Récemment, les choses sont devenues plus faciles, il semble en effet qu’à l’ère du témoin, dorénavant, seuls les survivants ont droit à la parole sur ce sujet. Leur parole est devenue l’alpha et l’oméga de la restitution du judéocide. C’est le triomphe de la mémoire et… de Claude Lanzmann. C’est aussi la reconnaissance du temps qui passe et qui emportera avec lui les paroles des êtres vivants.

Dans sa deuxième et troisième partie, Jacques Walter choisit d’étudier des corpus plus restreints, plus cernés et c’est passionnant. Son travail sur les films, La liste de Schindler (« justesse filmique, justesse mémorielle » p. 127) ou sur La vie est belle, est très documenté, finement analysé. L’auteur étudie également la réception de ces deux films à partir des réactions médiatiques qu’ils ont provoquées.

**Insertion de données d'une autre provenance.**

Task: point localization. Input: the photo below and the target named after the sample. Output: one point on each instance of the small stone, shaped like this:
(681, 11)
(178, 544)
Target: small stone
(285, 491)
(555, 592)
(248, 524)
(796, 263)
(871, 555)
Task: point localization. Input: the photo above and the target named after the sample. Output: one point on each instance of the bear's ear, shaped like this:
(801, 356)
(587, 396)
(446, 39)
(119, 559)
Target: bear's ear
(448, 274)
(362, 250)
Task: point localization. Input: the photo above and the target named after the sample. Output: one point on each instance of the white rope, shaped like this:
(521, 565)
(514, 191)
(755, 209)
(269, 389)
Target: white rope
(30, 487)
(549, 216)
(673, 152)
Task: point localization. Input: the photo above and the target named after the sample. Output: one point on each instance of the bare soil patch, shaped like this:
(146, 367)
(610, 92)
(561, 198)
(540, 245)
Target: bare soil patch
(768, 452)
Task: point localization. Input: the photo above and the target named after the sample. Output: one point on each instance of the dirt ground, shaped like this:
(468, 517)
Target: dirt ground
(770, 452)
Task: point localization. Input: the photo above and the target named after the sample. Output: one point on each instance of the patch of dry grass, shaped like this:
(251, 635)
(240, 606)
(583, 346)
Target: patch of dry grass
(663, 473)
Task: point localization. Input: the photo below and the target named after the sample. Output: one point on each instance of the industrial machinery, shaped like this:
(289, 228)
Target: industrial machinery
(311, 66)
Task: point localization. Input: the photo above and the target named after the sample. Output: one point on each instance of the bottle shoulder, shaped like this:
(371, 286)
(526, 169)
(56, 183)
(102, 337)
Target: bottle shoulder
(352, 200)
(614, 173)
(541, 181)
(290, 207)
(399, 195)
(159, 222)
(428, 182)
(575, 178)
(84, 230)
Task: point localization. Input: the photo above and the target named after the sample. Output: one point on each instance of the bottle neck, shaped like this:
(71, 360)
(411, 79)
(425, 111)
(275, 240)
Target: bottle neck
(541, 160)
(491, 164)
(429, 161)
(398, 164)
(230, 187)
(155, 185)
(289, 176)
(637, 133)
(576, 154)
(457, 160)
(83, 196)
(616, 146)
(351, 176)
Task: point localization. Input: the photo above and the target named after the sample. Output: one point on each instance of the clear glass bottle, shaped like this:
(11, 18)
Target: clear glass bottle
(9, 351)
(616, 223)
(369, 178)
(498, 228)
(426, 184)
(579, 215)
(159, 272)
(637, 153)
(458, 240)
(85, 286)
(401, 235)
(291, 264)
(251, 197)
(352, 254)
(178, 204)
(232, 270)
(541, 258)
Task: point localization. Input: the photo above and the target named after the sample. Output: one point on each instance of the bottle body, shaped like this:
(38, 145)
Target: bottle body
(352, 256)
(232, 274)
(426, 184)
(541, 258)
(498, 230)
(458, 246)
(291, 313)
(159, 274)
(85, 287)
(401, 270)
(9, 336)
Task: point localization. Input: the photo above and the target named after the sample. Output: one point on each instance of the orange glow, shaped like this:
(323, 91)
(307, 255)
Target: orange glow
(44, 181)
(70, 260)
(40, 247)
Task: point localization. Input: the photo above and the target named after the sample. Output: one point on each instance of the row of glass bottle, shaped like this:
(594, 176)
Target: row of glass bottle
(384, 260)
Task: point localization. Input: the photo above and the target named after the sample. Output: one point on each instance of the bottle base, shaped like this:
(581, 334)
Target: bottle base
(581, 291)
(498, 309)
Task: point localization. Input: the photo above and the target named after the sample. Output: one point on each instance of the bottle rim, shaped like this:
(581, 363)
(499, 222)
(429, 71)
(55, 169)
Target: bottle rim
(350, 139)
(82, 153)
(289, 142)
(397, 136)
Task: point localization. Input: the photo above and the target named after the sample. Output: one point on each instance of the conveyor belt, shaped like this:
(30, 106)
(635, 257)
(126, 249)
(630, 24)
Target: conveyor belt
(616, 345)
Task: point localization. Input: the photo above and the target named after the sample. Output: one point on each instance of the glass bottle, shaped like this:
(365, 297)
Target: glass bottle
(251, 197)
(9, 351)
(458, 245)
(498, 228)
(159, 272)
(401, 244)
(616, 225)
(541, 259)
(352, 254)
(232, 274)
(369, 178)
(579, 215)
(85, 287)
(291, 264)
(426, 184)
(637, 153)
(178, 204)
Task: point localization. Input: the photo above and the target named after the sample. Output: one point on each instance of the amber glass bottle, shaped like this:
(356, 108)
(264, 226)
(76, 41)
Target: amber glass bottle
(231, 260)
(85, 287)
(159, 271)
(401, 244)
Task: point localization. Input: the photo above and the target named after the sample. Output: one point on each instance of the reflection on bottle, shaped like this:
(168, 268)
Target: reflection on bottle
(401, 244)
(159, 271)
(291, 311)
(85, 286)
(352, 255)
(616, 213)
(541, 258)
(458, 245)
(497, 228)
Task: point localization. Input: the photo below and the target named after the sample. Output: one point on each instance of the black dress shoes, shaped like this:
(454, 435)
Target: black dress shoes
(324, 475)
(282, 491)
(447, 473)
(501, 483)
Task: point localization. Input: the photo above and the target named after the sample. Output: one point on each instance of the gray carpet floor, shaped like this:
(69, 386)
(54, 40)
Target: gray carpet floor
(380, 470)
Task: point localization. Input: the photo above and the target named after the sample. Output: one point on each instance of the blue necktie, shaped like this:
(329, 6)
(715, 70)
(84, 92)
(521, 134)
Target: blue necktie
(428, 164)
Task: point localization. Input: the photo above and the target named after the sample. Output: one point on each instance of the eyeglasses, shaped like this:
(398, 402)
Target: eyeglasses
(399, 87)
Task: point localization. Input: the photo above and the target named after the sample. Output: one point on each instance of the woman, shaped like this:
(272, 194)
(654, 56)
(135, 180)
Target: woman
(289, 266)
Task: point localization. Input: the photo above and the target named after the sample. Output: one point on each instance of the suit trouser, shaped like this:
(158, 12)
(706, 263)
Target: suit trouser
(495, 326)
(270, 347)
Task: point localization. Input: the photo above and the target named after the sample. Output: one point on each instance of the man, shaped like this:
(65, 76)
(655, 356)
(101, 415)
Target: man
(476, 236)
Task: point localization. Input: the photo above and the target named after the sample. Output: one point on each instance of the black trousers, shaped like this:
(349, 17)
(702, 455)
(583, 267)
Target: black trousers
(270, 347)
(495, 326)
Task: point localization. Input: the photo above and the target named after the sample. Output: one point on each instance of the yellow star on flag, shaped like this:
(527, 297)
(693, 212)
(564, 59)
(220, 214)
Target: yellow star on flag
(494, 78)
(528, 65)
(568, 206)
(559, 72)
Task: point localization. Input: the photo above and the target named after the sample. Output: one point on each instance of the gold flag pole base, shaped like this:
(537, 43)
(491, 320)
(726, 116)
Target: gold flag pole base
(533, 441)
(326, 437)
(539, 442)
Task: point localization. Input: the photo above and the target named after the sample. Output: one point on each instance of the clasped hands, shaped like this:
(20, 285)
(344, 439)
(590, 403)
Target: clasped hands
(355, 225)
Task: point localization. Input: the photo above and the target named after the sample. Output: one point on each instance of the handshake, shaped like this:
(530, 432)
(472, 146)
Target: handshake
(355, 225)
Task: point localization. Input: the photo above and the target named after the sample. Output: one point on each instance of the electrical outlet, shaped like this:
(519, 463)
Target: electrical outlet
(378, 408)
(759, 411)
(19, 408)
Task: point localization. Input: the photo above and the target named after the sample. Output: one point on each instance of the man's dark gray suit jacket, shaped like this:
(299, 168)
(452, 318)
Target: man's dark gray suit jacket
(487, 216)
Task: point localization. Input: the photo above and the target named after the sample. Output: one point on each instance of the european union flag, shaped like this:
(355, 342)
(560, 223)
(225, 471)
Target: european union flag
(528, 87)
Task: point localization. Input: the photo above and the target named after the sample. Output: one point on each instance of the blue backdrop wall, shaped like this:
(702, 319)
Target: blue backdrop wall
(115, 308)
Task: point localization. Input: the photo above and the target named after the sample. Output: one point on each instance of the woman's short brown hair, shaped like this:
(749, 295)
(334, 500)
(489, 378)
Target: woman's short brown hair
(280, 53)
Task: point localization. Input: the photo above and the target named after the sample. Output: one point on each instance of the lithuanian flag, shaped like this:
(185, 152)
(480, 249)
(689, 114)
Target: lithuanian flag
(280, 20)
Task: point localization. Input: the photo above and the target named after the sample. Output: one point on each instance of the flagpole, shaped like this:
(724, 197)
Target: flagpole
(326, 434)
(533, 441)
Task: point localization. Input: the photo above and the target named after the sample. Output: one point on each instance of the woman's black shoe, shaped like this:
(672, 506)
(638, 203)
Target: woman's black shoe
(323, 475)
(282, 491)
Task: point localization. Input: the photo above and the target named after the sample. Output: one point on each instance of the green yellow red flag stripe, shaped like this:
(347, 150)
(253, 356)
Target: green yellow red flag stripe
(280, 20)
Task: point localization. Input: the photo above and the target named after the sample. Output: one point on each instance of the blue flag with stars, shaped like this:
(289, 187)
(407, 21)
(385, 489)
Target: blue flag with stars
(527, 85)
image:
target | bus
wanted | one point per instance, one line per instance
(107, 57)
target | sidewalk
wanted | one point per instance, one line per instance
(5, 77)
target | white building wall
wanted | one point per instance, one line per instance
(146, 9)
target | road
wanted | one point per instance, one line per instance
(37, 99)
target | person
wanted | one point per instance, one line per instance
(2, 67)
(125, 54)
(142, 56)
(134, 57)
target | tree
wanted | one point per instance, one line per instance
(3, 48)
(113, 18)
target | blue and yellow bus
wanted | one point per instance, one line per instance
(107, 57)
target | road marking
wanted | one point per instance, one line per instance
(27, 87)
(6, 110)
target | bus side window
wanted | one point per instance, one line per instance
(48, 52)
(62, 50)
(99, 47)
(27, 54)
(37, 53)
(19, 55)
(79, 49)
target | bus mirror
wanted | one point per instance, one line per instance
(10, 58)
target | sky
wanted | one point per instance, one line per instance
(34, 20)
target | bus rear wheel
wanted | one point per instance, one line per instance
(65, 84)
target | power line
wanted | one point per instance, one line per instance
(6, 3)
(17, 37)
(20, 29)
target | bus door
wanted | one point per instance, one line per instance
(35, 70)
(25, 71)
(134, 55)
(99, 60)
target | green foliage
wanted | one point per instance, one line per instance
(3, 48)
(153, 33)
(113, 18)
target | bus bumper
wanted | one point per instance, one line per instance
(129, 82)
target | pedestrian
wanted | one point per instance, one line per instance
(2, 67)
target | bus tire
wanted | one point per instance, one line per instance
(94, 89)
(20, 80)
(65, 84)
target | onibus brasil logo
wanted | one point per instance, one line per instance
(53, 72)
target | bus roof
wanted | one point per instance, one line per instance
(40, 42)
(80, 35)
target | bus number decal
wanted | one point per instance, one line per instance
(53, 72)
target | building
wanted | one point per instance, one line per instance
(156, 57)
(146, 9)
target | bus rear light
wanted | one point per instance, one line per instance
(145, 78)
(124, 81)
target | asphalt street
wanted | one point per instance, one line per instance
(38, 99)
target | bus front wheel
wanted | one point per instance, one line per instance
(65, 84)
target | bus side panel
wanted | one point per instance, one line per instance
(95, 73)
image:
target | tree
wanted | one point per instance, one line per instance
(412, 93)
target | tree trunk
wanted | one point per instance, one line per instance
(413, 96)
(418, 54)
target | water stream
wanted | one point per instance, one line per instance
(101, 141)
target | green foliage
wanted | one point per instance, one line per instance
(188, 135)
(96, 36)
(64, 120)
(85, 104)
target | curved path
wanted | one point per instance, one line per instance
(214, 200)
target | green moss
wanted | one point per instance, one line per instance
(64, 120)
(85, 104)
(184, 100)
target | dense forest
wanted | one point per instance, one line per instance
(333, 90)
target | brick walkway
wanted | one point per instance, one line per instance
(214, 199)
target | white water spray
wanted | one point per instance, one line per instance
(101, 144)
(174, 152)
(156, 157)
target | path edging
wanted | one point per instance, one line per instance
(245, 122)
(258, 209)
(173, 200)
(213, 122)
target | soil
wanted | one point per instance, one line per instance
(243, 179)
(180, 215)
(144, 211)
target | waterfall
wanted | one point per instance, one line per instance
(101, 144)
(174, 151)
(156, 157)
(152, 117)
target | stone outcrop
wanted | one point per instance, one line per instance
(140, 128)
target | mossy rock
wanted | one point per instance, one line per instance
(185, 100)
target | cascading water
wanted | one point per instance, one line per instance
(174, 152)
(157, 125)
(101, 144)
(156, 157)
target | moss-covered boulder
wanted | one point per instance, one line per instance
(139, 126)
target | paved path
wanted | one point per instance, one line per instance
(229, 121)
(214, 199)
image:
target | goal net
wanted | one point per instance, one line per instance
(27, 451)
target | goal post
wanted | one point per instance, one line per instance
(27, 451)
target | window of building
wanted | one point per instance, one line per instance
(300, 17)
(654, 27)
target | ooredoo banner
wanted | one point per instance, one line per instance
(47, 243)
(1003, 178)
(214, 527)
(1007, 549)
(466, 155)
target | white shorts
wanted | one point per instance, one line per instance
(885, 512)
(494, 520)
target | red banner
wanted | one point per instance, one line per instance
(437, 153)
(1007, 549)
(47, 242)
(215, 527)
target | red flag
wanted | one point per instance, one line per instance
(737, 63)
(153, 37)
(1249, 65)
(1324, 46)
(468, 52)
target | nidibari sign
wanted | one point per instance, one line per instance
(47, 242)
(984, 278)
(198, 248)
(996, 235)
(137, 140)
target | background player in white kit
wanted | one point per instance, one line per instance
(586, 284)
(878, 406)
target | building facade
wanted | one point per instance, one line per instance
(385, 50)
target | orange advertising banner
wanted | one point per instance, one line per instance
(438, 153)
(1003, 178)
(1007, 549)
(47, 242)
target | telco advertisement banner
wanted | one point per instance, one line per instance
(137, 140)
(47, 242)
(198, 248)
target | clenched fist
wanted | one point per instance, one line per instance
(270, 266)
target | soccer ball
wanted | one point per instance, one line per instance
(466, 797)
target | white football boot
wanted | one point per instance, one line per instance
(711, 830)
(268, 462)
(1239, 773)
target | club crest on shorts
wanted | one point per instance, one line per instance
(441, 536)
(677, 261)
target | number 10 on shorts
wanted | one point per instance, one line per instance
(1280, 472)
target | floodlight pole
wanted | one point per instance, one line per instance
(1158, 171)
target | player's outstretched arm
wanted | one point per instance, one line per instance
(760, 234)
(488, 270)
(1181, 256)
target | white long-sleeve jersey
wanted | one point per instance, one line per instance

Cette étude lui permet de « répondre principalement à deux questions relatives à la construction et à la socialisation du sens du film dans la sphère publique » (p. 130). Et il constate de façon pertinente après avoir analysé la réception médiatique et son contexte que « la construction du sens et son expression par les interprètes autorisés que sont les critiques s’opèrent en fonction d’autres paramètres que ceux de la seule représentation du passé, aussi problématique que soit celui-ci pour les contemporains ». (p. 143). Les résultats sont parfois vraiment étonnants. N’est-il pas en effet a priori surprenant que les journaux juifs aient réagi aussi positivement au film de Benigni ? On apprend également qu’il y aurait eu un vrai décalage entre cette élite journalistique favorable et les lecteurs que les clowneries de Benigni dans un camp de concentration auraient moyennement fait rire. Tant il est vrai, et le livre en est une preuve tout du long, que l’image probablement plus que tout autre support, provoque des réactions incroyablement contrastées. Les réactions négatives à ce film sont bien analysées entre dénonciation d’une « presse complice », le « refus de voir et le regret d’avoir vu » et l’analyse des « positionnements générationnels » tout à fait importants (une étude sur ces questions reste à faire).

Je retiendrais enfin, comme particulièrement stimulant, le chapitre 9 dans lequel Jacques Walter étudie un des premiers cédéroms français de 1997 : Histoires du ghetto de Varsovie. Fenêtres sur la mémoire. Les problèmes que pose ce nouveau média dans la représentation du passé sont tout à fait nouveaux. C’est l’occasion en effet de s’interroger sur la rencontre entre l’histoire et les TIC, les technologies de l’information et de la communication. Est-ce que les prouesses techniques, les labyrinthes et arborescences proposés par le cédérom, est-ce que le caractère profondément ludique, rapide, zappeur du cédérom n’est pas intrinsèquement contradictoire avec l’histoire science de la durée, et de la Shoah, sujet tragique s’il en est ?

Ce livre, on l’aura compris, pose des questions importantes à une époque où les questions de mémoire viennent de prendre un tournant inattendu, en se retournant contre leurs « inventeurs » scientifiques, les historiens.

Isabelle Veyrat-Masson

Recension publiée dans Le Temps des médias, n° 6, printemps 2006, p. 236-238.